# private pond or quarry



## tipul3 (Jan 29, 2008)

I ask every year and thought I would ask a little earlier this year. I am looking for permission to fish at some private ponds or quarry's in the North central or central Ohio areas. I live near Mansfield and have permission to about 5 smaller farm ponds. When fishing at these ponds i will clean up around the lake or ask the owner if there is anything thing I can do to help maintain the water and grounds around it. If anyone has a smaller lake or quarry I would love to gain permission to fish them starting in the spring. I do not have a boat, just would be walking and casting and no live bait used. Please email with any possibilities. Thanks in advance. [email protected]


----------



## castmaster00 (Oct 23, 2007)

I am pretty much in the same realm. Living in Akron and wanting a private pond, lake, or stream to fish for smallies in. I am really hoping to catch some smallies this year!!!!!


----------



## thedon255 (May 4, 2008)

If this is the official request thread, I'll throw mine in. I'm in SE Ohio, Marietta, and have never had the chance to fish a private pond. The closest are get to are remote ponds on the AEP lands. I'm very conscientious about not marring any place I go fishing - the only things I leave behind are footprints and the occasional lure in a tree. I'm also strictly C+R and I would never bring an uninvited guest along. Anyone within a 1-2 hrs of Marietta willing to let an obsessed fisherman fish their pond/lake, please let me know. Thanks.
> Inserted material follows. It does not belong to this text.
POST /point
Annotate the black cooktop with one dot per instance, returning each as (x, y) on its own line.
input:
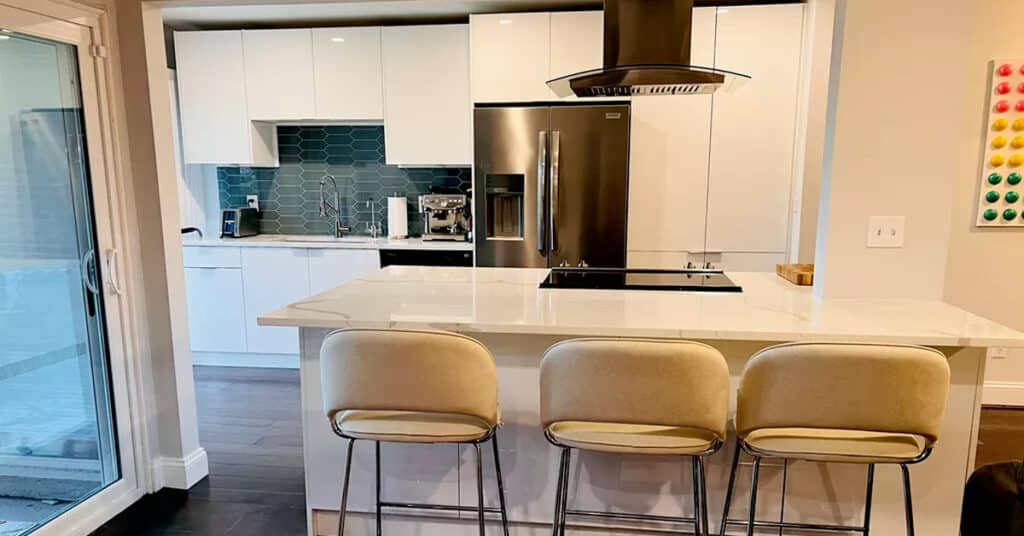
(624, 279)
(I feel like we need a dating site for fisherman and bodies of water. "Lonely fisherman looking for pond with structure and top water action. Prefer largemouth bass and bluegill. No jet skis.")


----------



## tipul3 (Jan 29, 2008)

Any help would be great, bass fishing is a passion, just lookin for some different places to go. Public lakes are too over fished. Maybe even a very good pay to fish? Thanks


----------